Negli anni '80, irrompe sulla scena la "Tv commerciale", che ancora una volta cambierà il modo di raccontare una partita (e il dopo), con l'obiettivo primario di vendere spettacolo. Cambiano i modi di produzione, cambiano i linguaggi, cambiano le abitudini, anche il calcio, cosi come lo spirito della tv, diventa un bene commerciale e per venderlo, diventa necessario saperlo raccontare al meglio. Torna in auge "la parola": del telecronista, che deve saper generare spettacolo e il racconto diventa performance, e la parola del dopopartita, quella delle interviste e degli intervistati, quella che si produce nei salotti, quella parola che prima era l'unica a saper raccontare la partita.
L'importanza della parola, trova riparo anche nella fase successiva della televisione, quella delle pay-tv, che si pone, ancor più della tv commerciale, l'obiettivo di commercializzare il calcio. In questa fase tratto caratteristico diventa quello "dell'esclusiva", fondamentale è ottenere i diritti delle partite, e essendo un esborso notevole, torna la necessità di cambiare il racconto calcistico e spremerlo per recuperare e guadagnare. Si moltiplicano i punti di vista sulla gara, si sperimenta nuove tecnologie, si frammenta l'offerta per toccare più pubblici, e ancora una volta, la parola è il motore della gara, parlandone prima, durante e dopo.

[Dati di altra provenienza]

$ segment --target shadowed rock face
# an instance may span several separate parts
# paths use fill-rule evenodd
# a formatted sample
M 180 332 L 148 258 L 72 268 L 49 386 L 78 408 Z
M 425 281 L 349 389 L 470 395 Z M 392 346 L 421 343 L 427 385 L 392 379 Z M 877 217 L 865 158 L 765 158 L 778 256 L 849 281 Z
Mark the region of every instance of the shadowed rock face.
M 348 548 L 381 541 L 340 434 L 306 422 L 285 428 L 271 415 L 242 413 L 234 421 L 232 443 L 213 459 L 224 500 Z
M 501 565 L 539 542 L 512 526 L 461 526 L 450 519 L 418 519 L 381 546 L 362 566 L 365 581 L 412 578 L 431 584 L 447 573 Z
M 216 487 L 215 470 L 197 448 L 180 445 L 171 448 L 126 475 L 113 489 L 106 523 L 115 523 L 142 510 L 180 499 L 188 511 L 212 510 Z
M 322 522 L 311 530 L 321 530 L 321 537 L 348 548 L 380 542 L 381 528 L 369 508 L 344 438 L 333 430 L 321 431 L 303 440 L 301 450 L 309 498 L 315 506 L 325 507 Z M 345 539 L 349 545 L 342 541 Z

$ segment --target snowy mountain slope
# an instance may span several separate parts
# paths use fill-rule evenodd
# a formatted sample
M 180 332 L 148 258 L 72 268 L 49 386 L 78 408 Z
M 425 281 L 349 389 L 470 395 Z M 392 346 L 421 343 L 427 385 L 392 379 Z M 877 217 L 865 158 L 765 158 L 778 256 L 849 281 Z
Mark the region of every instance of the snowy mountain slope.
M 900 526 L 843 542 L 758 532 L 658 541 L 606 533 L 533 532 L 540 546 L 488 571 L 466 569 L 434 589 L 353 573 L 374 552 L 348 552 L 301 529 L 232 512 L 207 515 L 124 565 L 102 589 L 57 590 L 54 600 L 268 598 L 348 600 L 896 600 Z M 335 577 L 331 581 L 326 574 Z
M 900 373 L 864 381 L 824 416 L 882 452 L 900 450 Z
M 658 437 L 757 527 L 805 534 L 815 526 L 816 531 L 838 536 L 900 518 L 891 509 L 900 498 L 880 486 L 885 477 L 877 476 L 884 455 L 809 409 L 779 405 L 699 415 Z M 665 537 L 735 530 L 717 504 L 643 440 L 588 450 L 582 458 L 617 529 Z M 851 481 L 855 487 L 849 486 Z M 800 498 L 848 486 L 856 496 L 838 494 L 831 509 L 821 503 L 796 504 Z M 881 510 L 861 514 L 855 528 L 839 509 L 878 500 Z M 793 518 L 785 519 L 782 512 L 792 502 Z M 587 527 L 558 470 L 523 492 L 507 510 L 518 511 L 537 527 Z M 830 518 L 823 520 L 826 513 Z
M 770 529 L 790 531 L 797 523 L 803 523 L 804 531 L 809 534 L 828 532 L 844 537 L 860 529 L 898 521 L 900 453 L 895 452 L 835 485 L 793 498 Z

Continua l'esplosione tecnologica, allora continuano a cambiare i modi di fare e guardare televisione, basti pensare al massimo campionato italiano, la Serie A, che al giorno d'oggi va in onda interamente in Streaming, sul web, con il canale satellite di Sky, prima, "NowTv" e successivamente "Dazn", hanno contribuito a creare l'era della Webtv orientata al mondo del pallone.
Un susseguirsi di eventi, avvenimenti, cambiamenti che hanno aiutato il tifoso ad essere sempre presente, con immediatezza, anche nonostante le difficoltà, la distanza ... perché si sa, il calcio in Italia è #culTVura!